It’s not just when there are “special requests.” (Or rather, it could be, if every entity in the system were able and expected to contribute “special request” inputs — but usually there’s no place for most entities to do this.)
I have a great example that just happened to me yesterday.
• I signed up for a meal-kit service. They attempted to deliver a meal-kit to me. They failed. Repeatedly. Multiple weeks of “your kit went missing, and we’re sorry, and we’ve refunded you.”
• Why? The service apparently does their logistics via FedEx ground, though they didn’t mention this anywhere. So, FedEx failed to deliver to me.
• Why? Because the meal-kit service wants the package delivered on a Saturday, but FedEx thinks they’re delivering to a business address and that the business isn’t open until Monday, so they didn’t even try to deliver the package, until the food inside went bad.

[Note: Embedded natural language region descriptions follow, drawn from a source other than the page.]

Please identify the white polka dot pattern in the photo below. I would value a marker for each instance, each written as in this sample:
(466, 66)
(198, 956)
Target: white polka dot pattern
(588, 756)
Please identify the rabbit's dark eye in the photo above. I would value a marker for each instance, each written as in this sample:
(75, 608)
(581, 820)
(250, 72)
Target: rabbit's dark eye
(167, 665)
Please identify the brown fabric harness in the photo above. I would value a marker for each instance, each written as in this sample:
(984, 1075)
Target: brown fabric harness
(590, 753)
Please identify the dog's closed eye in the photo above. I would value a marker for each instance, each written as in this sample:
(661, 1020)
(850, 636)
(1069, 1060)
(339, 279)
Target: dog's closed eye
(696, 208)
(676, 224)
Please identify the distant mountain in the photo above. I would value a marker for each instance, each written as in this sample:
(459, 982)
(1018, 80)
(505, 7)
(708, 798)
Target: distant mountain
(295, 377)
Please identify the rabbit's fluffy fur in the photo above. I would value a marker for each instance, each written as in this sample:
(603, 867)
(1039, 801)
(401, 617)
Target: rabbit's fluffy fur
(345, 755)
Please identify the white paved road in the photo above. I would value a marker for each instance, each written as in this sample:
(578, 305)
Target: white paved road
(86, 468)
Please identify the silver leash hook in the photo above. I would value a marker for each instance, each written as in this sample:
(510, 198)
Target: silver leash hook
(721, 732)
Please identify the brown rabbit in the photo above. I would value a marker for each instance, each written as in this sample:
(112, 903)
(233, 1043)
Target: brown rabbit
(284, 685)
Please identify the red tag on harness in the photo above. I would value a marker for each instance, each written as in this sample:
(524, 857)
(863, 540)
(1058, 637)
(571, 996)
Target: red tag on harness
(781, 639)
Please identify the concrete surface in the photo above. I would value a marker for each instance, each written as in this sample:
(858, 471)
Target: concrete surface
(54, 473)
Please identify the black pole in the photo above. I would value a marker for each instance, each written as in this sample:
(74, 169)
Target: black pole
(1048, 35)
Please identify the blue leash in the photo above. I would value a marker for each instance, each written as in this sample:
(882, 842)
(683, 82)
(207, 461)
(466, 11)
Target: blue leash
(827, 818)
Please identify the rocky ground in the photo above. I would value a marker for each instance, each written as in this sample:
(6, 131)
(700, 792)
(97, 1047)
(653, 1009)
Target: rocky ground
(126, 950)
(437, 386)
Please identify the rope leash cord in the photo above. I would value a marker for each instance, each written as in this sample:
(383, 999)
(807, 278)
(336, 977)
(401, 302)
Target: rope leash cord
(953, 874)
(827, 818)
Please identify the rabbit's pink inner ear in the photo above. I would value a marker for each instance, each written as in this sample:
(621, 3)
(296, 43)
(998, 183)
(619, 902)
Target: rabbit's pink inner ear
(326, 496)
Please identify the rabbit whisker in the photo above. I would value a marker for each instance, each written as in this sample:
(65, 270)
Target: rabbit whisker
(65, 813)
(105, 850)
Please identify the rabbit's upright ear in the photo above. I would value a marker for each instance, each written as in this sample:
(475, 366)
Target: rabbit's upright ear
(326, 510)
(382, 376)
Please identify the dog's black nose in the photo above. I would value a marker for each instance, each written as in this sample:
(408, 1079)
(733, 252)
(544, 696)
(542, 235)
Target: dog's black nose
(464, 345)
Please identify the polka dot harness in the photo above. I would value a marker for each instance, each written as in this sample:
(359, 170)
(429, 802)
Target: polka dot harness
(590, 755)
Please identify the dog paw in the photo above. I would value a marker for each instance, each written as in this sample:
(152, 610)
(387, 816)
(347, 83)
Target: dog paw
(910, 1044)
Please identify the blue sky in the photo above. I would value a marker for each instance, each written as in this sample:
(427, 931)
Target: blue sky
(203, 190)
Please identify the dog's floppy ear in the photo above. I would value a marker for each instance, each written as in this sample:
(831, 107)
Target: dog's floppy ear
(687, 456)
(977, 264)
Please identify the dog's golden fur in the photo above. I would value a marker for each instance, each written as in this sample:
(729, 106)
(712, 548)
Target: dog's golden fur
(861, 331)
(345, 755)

* Why did FedEx think this? Well, now we get to the point where a computer followed a rule. See, FedEx is usually really bad at delivering to my apartment building. They don’t even bother to call the buzzer code I have in Address Line 2 of my mailing address, instead sticking a “no buzzer number” slip on the window and making me take a 50min ride on public transit to pick up my package from their depot. But FedEx has this thing called “FedEx Delivery Manager”, which you can use to set up redirect rules, e.g. “if something would go to my apartment, instead send it to pick-up point A [that is actually pretty inconvenient to me and has bad hours, but isn’t nearly as inconvenient to go to as the depot itself].”
I set such a redirect rule, because, for my situation, for most packages, it makes 100% sense. And, I thought, “if there’s ever a case where someone’s shipping something special to me via FedEx, I’ll be able to know that long in advance, and turn off the redirect rule.” But I didn’t know about this shipment, because the meal-kit service never mentioned they were using FedEx as a logistics provider until it was too late.
Some computer within FedEx automatically applied the redirect rule, without any human supervising. Once applied, there was no way to revert the decision—the package was now classified as a delayed ground shipment, to be delivered on Monday. (Apparently, this is because the rule gets applied at point of send, as part of calculating the shipping price of the sender; and so undoing the redirect would retroactively require the sender to pay more for shipping.)
A supervising human in the redirect-rule pipeline would easily have intuited “this is a meal-kit, requiring immediate delivery. It is being delivered on a weekend. The redirect location is closed on weekends. Despite the redirect rule, the recipient very likely wants this to go to their house rather than to some random pick-up point that we can’t deliver to.”
You get me? You can’t teach a computer to see the “gestalt” of a situation like that. If you tried to come up with a sub-rule to handle just this situation, it’d likely cause more false negatives than true negatives, and so people wouldn’t get their redirect rules applied when they wanted them to be. But a human can look at this, and know exactly what implicit goal the pipeline of sender-to-recipient was trying to accomplish by sending this package; and so immediately know what they should actually do to accomplish the goal, rules be damned.
And if they don’t—if they’re not confident—as a human, their instinct will be to phone me and ask what my intent is! A computer’s “instinct”, meanwhile, when generating a low-confidence classification output, is to just still generate that output, unless the designer of the system has specifically foreseen that cases like this could come up in this part of the pipeline, and so has specifically designed the system to have an “unknown” output to its classification enum, such that the programmer responsible for setting up the classifier has something to emit there that’ll actually get taken up.